全ての始まりは1866年、ハルがアイオワ州で、メソジスト派のターク牧師と交わした、激しい口論に遡ります。 論点は、旧約聖書・創世記にある「そのころ、地上には巨人がいた」という一節。 牧師が、この記述を文字通りの事実だと固く信じていることに、無神論者のハルは苛立ちを覚えます。
「人々は、なぜこれほどまでに、盲目的に物事を信じ込むのか。彼らの愚かさを、白日の下に晒してやりたい」
この時、彼の頭脳に、壮大なデマの種が蒔かれました。 それは、単なる金儲けを目的としたものではありませんでした。宗教的原理主義者の軽信性を暴き、社会を嘲笑し、そしてついでに大金を稼ぐという、皮肉な社会実験の始まりだったのです。
第2章:巨人の誕生 – ビールと秘密と硫酸と
ハルの壮大な計画は、1868年に実行に移されます。 まず、彼はアイオワ州の石膏採石場で、重さ5トンにも及ぶ巨大な石膏の塊を調達。「リンカーン大統領の記念碑に使うのだ」と、地元の人々を煙に巻きました。
石塊は、鉄道でシカゴの工房へと秘密裏に運ばれ、ドイツ人石工エドワード・バーカートの手によって、3ヶ月かけて彫刻されます。 ハルは秘密を守るため、工房をキルトで覆って音を消し、職人たちには口止め料代わりに大量のビールを振る舞ったといいます。
そして、このデマにおける最大の皮肉であり、ハルの自己顕示欲の表れとして、彼は自ら裸でポーズをとり、この巨像のモデルとなったのです。
ハルは、この偽造品に説得力を持たせるための「芸術的」な仕上げにも、細心の注意を払いました。
- 毛穴の再現: 鋼鉄製の編み針を埋め込んだ板で、像の表面を丹念に叩き、皮膚の質感を再現。
- エイジング加工: 何千年もの間、土中に埋まっていたかのような古びた質感を出すため、硫酸で表面を処理。
- 浸食の偽装: 地下水による浸食を模倣するため、像の下面を濡れた砂でこすって溝を作る。
1868年11月の雨の夜、完成した巨像は、ついにハルの従兄弟の農場の納屋の裏手に埋められ、その「発見」の日まで、約1年間、静かに土の中で眠りについたのでした。
第3章:熱狂の渦 – 科学と信仰の激突
1869年10月16日の「発見」後、カーディフの巨人は、国中のセンセーションとなります。 見物料50セントを払って、この「アメリカのゴリアテ」を一目見ようと、全米から1日に数百人もの人々が、カーディフの小さな村に押し寄せました。
科学界の反応は、冷ややかでした。 イェール大学の著名な古生物学者オスニエル・チャールズ・マーシュ(後に「化石戦争」で有名になる人物)は、巨像を一目見るなり、こう一蹴します。 「極めて最近の起源であり、断固たるペテンである」
しかし、科学者たちの冷静な分析は、熱狂する大衆の声にかき消されました。 特に、キリスト教原理主義者たちは、この巨像を、ダーウィンの進化論を打ち破り、聖書の記述が真実であることの動かぬ証拠として、熱烈に支持したのです。 ある牧師は、「これほど明白な事実を信じようとしない人間がいるとは、奇妙なことではないか」と、科学者たちを非難しました。
高名な思想家ラルフ・ワルド・エマーソンでさえ、この物体が放つ不思議な魅力に感嘆したと伝えられています。
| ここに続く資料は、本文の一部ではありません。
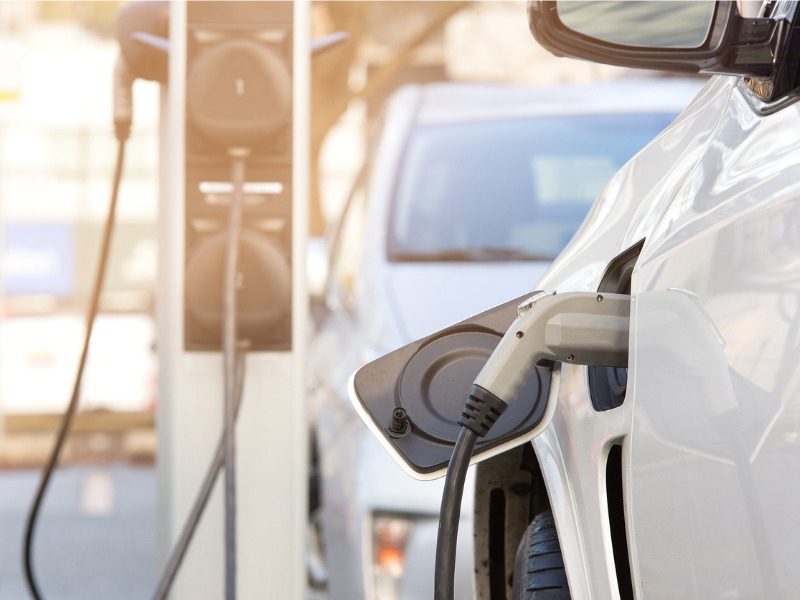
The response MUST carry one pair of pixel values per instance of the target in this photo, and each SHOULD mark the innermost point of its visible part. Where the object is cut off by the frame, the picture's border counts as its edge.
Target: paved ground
(96, 538)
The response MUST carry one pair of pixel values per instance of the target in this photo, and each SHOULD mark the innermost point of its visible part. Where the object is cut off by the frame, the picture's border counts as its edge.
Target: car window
(507, 189)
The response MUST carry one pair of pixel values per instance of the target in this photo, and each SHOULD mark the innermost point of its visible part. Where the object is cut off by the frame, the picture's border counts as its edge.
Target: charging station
(238, 90)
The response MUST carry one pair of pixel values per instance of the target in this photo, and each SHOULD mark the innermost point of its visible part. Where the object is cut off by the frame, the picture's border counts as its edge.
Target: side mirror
(703, 36)
(317, 269)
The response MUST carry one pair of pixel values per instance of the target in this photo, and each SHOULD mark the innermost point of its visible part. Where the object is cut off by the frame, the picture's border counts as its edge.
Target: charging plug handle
(584, 328)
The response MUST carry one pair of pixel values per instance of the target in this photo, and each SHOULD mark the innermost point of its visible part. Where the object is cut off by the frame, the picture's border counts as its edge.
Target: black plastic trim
(607, 385)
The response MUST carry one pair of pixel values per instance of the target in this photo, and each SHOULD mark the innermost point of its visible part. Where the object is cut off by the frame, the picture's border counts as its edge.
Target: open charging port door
(412, 398)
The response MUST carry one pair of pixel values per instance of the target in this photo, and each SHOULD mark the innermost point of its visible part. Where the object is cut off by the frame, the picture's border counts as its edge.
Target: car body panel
(709, 426)
(394, 303)
(716, 378)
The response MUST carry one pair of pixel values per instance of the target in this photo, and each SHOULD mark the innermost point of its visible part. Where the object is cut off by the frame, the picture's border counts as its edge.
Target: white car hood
(426, 297)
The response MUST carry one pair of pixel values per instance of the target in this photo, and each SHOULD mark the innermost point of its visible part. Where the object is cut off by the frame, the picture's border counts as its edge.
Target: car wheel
(539, 572)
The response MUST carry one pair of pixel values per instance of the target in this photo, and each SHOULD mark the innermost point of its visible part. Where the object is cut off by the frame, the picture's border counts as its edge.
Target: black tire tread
(539, 572)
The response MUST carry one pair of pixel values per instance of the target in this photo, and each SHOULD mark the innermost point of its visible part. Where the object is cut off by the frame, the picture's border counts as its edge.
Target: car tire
(539, 572)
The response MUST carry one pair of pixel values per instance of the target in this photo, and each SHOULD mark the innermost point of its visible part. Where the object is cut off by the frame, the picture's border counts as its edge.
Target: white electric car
(678, 478)
(468, 194)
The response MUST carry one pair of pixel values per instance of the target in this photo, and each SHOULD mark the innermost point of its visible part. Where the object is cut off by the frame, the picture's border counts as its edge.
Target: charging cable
(582, 328)
(178, 552)
(123, 81)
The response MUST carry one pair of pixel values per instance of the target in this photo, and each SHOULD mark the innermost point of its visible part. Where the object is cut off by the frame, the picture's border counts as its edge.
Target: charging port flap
(412, 398)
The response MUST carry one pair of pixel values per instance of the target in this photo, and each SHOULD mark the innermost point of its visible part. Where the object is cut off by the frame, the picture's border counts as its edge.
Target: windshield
(514, 189)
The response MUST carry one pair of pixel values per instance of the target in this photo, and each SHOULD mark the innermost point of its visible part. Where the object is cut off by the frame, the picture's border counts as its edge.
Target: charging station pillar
(271, 430)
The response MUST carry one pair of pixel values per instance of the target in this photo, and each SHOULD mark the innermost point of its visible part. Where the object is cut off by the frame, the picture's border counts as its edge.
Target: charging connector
(584, 328)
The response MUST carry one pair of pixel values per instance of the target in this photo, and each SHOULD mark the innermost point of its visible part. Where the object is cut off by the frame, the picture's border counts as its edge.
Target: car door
(712, 458)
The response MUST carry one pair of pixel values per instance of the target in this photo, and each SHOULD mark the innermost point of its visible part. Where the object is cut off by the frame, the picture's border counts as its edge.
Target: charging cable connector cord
(584, 328)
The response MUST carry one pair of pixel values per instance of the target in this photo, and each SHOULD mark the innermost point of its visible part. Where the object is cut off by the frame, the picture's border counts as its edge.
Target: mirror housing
(735, 45)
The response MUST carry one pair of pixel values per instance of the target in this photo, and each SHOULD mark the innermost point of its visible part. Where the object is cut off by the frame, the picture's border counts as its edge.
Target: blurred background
(56, 158)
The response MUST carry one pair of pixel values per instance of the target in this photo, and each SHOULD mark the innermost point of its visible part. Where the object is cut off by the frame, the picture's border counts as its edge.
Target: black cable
(449, 514)
(229, 285)
(201, 500)
(479, 415)
(69, 413)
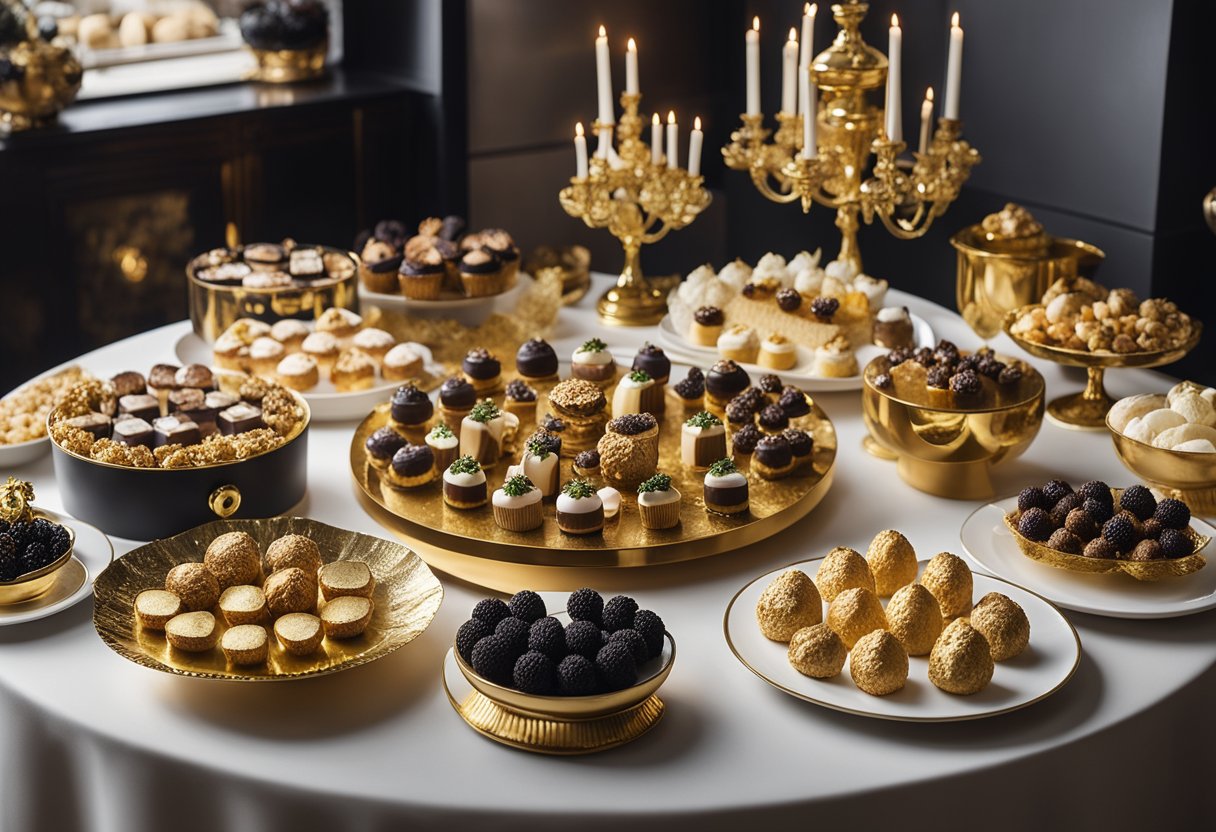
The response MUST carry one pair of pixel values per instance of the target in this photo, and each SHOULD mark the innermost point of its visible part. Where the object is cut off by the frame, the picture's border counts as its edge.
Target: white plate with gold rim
(1043, 668)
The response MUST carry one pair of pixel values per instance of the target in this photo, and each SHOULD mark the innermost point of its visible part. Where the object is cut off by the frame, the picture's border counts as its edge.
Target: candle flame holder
(639, 201)
(905, 197)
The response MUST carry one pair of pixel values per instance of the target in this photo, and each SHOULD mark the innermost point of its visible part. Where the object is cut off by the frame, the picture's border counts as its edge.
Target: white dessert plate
(1043, 668)
(325, 400)
(990, 545)
(73, 582)
(803, 375)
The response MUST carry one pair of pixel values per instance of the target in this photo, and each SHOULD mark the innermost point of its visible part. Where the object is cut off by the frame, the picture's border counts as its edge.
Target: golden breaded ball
(787, 605)
(878, 663)
(843, 568)
(1003, 623)
(947, 577)
(891, 561)
(817, 652)
(915, 618)
(854, 613)
(961, 662)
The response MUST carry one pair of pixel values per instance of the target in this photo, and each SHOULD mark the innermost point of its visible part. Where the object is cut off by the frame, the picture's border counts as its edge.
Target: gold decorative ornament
(904, 197)
(639, 202)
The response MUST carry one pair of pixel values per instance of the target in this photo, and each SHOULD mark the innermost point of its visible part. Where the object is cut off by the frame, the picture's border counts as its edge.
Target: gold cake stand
(469, 545)
(1087, 410)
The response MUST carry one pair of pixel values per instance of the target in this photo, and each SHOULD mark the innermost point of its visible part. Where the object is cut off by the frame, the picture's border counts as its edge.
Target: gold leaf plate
(407, 596)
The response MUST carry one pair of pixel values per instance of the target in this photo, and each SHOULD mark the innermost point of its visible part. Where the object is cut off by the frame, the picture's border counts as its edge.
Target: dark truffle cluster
(601, 650)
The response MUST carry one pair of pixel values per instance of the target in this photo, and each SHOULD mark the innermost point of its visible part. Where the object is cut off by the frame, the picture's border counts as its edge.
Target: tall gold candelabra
(905, 197)
(639, 201)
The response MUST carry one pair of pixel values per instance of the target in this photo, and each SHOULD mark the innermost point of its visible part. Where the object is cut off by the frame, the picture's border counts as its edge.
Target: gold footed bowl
(1087, 410)
(944, 449)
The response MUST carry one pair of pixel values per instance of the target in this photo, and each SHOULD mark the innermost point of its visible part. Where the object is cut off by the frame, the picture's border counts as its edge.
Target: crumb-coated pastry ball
(789, 603)
(878, 663)
(817, 652)
(293, 550)
(913, 617)
(290, 590)
(843, 568)
(961, 662)
(1003, 623)
(947, 577)
(234, 558)
(891, 561)
(854, 613)
(195, 585)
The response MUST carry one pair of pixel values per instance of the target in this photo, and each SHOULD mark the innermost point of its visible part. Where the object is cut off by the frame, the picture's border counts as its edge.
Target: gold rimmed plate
(1042, 669)
(406, 599)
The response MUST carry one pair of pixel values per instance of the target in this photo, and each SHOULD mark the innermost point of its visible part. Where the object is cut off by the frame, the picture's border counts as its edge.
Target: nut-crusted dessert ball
(1003, 623)
(843, 568)
(913, 617)
(817, 652)
(947, 577)
(293, 550)
(235, 558)
(878, 663)
(891, 561)
(195, 585)
(961, 662)
(290, 590)
(854, 613)
(787, 605)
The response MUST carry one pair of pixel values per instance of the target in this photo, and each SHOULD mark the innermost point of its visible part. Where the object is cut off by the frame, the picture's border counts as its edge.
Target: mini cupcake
(536, 363)
(382, 445)
(726, 489)
(411, 466)
(707, 326)
(594, 363)
(401, 363)
(658, 502)
(517, 505)
(483, 371)
(579, 509)
(738, 343)
(456, 399)
(421, 277)
(482, 274)
(772, 459)
(777, 353)
(465, 484)
(702, 440)
(444, 444)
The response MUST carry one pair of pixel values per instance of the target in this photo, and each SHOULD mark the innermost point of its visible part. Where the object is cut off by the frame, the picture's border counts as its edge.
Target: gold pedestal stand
(639, 201)
(905, 198)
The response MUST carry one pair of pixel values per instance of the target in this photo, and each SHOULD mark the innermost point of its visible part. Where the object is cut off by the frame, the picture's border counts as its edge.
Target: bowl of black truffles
(590, 659)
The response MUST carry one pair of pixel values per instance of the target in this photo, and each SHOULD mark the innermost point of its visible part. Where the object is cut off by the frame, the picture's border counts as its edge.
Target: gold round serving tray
(407, 596)
(463, 541)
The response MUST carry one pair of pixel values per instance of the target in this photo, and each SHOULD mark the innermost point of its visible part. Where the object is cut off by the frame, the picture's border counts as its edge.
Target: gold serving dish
(1180, 474)
(471, 545)
(1147, 571)
(1087, 410)
(407, 596)
(944, 449)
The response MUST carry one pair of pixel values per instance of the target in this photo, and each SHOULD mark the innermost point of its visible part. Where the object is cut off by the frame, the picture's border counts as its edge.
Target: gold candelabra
(906, 197)
(639, 201)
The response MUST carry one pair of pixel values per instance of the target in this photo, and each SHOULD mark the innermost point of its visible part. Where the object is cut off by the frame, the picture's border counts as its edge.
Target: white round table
(90, 741)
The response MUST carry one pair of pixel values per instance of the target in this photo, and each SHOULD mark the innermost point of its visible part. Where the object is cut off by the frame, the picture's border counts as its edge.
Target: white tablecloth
(90, 741)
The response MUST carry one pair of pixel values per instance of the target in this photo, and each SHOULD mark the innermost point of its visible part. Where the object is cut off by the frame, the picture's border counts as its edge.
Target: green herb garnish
(656, 483)
(578, 489)
(704, 420)
(517, 485)
(483, 411)
(465, 465)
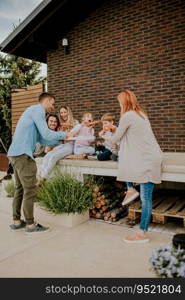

人々は、真偽そのものよりも、この巨大な謎をめぐる大論争そのものを楽しんでいたのです。 このデマの真の天才性は、人々を「信じる者」と「疑う者」の二つの陣営に分け、その対立自体を見世物に仕立て上げた点にありました。
第4章:興行の王、P・T・バーナムの参戦 – 偽物の偽物という謎
この国を挙げた熱狂を、19世紀アメリカ最大のショーマン、「ペテンの王子」ことP・T・バーナムが見逃すはずがありませんでした。
彼は、巨像の所有者に対し、5万ドルでの購入を申し出ますが、断られます。 すると、バーナムは彼の真骨頂ともいえる、大胆不敵な行動に出ました。 彼は、密かに巨像の精巧なレプリカを作成させ、ニューヨークにある自身の博物館で展示を開始。そして、あろうことか、自分の方が「本物」であり、カーディフにあるものこそが「偽物」だと、宣伝し始めたのです。
バーナムのこの戦略は、天才的でした。 彼は、単にデマを模倣したのではありません。彼は物語そのものを乗っ取り、「どちらの巨人が、本物の『見世物』なのか?」という、より複雑で魅力的な、新たなミステリーを創り出したのです。
オリジナルの所有者たちは、「我々の偽物こそが、本物の偽物だ!」と証明しなければならない、という、極めて滑稽な立場に追い込まれました。 大衆の関心は、巨像の真偽から、二人のショーマンの対決という、人間ドラマへと巧みに誘導されていったのです。
第5章:法廷と告白 – 壮大なデマの終焉
バーナムの策略に激怒した所有者たちは、彼を法廷に訴えます。 この時、所有者の一人、ディビット・ハナムが、バーナムの偽物に金を払う大衆の愚かさを嘆いて口にしたのが、あの有名な言葉です。 「騙される人間は、毎分生まれてくる(There’s a sucker born every minute)」 皮肉なことに、この言葉は後に、彼の商売敵であるバーナムのものとして、歴史に刻まれることになりました。
この訴訟は、当初から茶番でした。裁判官は「偽物を偽物だと呼んだことで、訴えられる法的根拠はない」と、訴えを退けます。 そして、この騒動のさなか、ついに首謀者であるジョージ・ハルが、報道機関に対して全てを告白。2ヶ月以上にわたる国中の熱狂は、公式に終焉を迎えたのです。
結論:歴史のファイルに隠された、アメリカの巨人の物語
しかし、驚くべきことに、ジョージ・ハルの告白は、カーディフの巨人の人気を終わらせることはありませんでした。 アメリカの大衆は、騙されたことに憤慨するどころか、このデマの巧妙さと大胆さを称賛し、愛情を込めて巨像を「オールド・ホーキシー(古き偽物おやじ)」と呼ぶようになったのです。
カーディフの巨人の物語は、単なる石の彫像をめぐる話ではありません。 それは、懐疑心と、それでも信じたいという願望。巧妙なペテンに対する、奇妙な称賛。そして、見世物の持つ抗いがたい力。そんな、アメリカ人気質に内在する、不思議な矛盾を映し出す鏡です。
現在、オリジナルの巨像は、ニューヨーク州の農民博物館で、その巨体を横たえています。 それは、科学と信仰、そしてペテンが、ニューヨーク州の片田舎の畑で衝突した、ある特異な時代の風変わりな記念碑として、そして、歴史のファイルに記録された、最も人間くさい物語の一つとして、今なお静かに、訪れる人々に語りかけているのです。